Aujourd'hui, c’est presque devenu une tradition, nous faisons mémoire de Tancredi et avec lui des nombreuses personnes qui meurent dans la rue. C’est incroyable : dans la rue ! On en revient toujours au constat amer et déconcertant : "Il n'y avait pas de place pour eux". C'est une défaite pour tout le monde. Vivre et mourir dans la rue doit provoquer l'indignation, sans ambiguïté, sans justification. On ne doit pas mourir dans la rue, on ne peut pas vivre dans la rue, perdu dans l'anonymat de la foule comme ce qui n'est pas aimé. Mais attention : sans amour, plus rien n'est important et avec la distanciation de l'indifférence nous finissons tous par être dépouillés des apparences dont nous pensions qu’elles garantissaient distinction, valeur, sécurité, avenir.

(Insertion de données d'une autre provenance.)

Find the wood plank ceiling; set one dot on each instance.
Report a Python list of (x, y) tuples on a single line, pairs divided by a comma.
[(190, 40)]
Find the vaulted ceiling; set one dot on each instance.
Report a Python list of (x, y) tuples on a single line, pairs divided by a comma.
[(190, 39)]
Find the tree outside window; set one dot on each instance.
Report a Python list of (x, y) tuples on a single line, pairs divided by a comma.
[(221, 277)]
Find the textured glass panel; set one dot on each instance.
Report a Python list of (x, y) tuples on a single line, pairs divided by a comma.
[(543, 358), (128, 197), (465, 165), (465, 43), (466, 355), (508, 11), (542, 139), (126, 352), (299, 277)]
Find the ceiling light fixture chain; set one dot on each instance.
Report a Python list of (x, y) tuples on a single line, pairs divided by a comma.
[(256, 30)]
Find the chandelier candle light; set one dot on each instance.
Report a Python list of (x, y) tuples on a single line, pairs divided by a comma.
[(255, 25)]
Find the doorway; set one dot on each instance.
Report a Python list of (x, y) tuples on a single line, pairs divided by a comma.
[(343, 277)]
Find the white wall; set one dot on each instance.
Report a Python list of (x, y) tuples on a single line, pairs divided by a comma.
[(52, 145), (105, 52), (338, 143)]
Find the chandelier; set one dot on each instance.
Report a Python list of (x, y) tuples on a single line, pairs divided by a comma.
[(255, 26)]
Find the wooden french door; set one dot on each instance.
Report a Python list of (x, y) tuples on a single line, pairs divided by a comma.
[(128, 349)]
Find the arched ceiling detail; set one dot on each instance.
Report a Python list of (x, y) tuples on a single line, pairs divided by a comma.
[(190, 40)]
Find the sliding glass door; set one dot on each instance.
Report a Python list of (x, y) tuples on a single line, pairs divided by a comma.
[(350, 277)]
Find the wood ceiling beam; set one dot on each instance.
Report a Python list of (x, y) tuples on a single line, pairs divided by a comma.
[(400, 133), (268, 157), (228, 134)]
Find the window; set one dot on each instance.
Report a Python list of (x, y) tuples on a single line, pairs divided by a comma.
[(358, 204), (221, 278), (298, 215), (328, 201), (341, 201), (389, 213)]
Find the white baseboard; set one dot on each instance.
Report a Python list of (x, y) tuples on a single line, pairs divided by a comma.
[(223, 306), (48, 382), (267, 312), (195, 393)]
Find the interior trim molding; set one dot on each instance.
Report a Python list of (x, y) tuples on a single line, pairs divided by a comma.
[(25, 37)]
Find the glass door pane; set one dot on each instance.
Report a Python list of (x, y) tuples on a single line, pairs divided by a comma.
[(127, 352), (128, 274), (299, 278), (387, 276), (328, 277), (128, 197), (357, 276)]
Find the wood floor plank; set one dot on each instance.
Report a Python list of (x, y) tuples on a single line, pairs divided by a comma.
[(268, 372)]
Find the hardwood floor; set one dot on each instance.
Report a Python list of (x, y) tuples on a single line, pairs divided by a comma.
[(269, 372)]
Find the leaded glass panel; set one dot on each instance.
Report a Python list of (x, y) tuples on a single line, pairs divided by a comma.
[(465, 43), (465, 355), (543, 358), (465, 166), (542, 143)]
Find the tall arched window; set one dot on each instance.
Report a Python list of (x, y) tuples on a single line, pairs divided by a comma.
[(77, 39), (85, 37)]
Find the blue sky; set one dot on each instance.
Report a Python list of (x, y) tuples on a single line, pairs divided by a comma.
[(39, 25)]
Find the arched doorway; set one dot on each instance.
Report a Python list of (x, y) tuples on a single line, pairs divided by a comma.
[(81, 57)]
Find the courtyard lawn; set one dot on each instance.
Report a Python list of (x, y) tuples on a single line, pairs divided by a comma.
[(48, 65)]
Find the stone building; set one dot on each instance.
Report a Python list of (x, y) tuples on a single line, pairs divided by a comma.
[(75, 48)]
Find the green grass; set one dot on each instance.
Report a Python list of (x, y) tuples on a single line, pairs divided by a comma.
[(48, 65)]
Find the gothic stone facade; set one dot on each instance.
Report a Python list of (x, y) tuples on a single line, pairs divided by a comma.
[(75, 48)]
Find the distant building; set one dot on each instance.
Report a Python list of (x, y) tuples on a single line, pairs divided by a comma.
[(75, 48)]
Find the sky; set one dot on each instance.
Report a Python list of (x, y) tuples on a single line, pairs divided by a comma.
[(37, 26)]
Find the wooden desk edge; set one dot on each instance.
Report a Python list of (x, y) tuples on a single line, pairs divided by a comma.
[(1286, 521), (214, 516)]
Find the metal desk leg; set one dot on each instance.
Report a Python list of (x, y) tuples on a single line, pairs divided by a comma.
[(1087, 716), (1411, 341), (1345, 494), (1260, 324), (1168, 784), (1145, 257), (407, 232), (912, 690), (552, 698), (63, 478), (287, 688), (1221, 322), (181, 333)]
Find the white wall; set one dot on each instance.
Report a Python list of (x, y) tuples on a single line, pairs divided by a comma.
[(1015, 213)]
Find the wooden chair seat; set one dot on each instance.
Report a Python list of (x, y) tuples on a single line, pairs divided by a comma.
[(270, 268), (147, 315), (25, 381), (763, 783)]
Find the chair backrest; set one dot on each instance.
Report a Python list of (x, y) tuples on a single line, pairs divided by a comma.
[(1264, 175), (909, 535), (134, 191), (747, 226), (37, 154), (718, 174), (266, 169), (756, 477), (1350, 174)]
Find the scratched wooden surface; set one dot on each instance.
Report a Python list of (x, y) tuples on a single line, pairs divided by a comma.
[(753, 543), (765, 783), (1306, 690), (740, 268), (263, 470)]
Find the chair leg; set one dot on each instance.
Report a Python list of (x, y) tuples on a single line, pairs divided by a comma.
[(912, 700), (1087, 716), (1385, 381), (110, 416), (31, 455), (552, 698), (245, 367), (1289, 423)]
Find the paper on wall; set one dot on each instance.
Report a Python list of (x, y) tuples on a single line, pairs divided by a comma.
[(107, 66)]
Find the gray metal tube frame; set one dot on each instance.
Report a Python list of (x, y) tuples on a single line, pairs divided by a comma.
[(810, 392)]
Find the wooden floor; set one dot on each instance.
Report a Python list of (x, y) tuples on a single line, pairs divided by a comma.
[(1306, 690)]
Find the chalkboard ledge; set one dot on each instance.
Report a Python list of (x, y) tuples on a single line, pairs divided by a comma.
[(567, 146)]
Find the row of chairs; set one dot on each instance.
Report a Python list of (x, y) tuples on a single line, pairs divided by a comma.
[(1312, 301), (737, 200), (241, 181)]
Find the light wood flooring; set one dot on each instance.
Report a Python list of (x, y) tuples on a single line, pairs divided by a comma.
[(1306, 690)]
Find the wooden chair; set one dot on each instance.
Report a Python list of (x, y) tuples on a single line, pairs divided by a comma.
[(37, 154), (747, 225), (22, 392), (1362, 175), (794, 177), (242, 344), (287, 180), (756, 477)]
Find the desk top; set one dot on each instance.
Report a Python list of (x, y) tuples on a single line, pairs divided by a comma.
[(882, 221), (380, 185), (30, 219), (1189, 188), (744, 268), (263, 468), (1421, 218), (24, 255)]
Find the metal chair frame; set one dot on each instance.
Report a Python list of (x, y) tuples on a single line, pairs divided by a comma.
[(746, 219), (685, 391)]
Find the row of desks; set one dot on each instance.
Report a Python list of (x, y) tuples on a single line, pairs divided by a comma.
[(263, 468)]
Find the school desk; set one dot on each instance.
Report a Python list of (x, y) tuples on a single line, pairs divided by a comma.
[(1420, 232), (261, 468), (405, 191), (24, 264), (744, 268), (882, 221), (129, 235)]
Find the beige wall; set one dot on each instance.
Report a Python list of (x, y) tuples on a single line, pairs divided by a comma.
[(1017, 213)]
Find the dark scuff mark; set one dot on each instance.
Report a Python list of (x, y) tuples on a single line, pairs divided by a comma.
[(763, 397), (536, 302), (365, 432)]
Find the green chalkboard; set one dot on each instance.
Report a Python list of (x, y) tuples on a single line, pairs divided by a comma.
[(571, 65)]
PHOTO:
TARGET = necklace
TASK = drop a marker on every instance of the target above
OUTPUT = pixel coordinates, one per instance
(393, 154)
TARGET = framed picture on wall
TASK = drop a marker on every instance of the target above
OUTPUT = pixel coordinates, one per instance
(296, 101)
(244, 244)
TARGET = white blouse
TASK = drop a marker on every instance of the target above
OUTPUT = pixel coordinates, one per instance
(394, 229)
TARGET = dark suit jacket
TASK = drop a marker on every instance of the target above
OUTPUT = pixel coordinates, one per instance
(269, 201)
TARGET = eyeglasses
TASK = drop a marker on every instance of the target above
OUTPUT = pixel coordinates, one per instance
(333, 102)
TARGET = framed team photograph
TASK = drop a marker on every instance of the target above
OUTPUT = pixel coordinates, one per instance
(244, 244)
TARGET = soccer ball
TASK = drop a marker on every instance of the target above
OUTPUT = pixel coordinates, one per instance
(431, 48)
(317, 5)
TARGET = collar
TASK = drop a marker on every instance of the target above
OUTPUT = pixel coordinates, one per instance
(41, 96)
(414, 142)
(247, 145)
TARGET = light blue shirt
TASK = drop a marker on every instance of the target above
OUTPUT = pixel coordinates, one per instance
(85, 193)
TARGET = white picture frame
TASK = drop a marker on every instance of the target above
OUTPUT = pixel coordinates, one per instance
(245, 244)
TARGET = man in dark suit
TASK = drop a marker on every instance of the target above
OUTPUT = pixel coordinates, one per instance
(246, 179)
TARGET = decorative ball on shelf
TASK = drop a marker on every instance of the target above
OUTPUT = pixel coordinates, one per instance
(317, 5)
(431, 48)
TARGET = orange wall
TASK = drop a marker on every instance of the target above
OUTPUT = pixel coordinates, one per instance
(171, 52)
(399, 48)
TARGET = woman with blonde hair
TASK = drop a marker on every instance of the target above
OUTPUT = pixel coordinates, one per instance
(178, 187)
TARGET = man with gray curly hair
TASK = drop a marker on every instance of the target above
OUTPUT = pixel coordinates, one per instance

Aujourd'hui, nous nous souvenons de ceux qui sont oubliés par les hommes mais pas par Dieu. Et c'est Dieu qui nous apprend à nous en souvenir, dans la vie et dans la mort. Ils sont comme une litanie de saints, les plus petits des frères de Jésus. Nous prononçons leurs noms parce que l'amour nous les fait connaître un par un, les arrachant à leur catégorie ou à leur condition, mais pas à leur histoire et à leur personnalité.
Nous nous souvenons aussi des visages de beaucoup, que nous avons commencé à distinguer en nous penchant sur eux, en les regardant dans les yeux, en établissant un lien d'amitié qui nous permet de découvrir tant d'humanité, de dignité, de pensée. Nous allumerons des cierges dans la foi en Dieu qui est lumière et qui vainc les ténèbres de la mort. Nous voulons aussi allumer l'amour pour ceux qui vivent dans les rues aujourd'hui, en nous souvenant de l'invitation du pape François dans l'encyclique Fratelli Tutti à ne pas seulement donner du pain à ceux qui en ont besoin dans l'urgence, mais à combattre les causes de la pauvreté et à trouver des solutions qui les libèrent de la rue et habillent tout le monde avec une pleine dignité.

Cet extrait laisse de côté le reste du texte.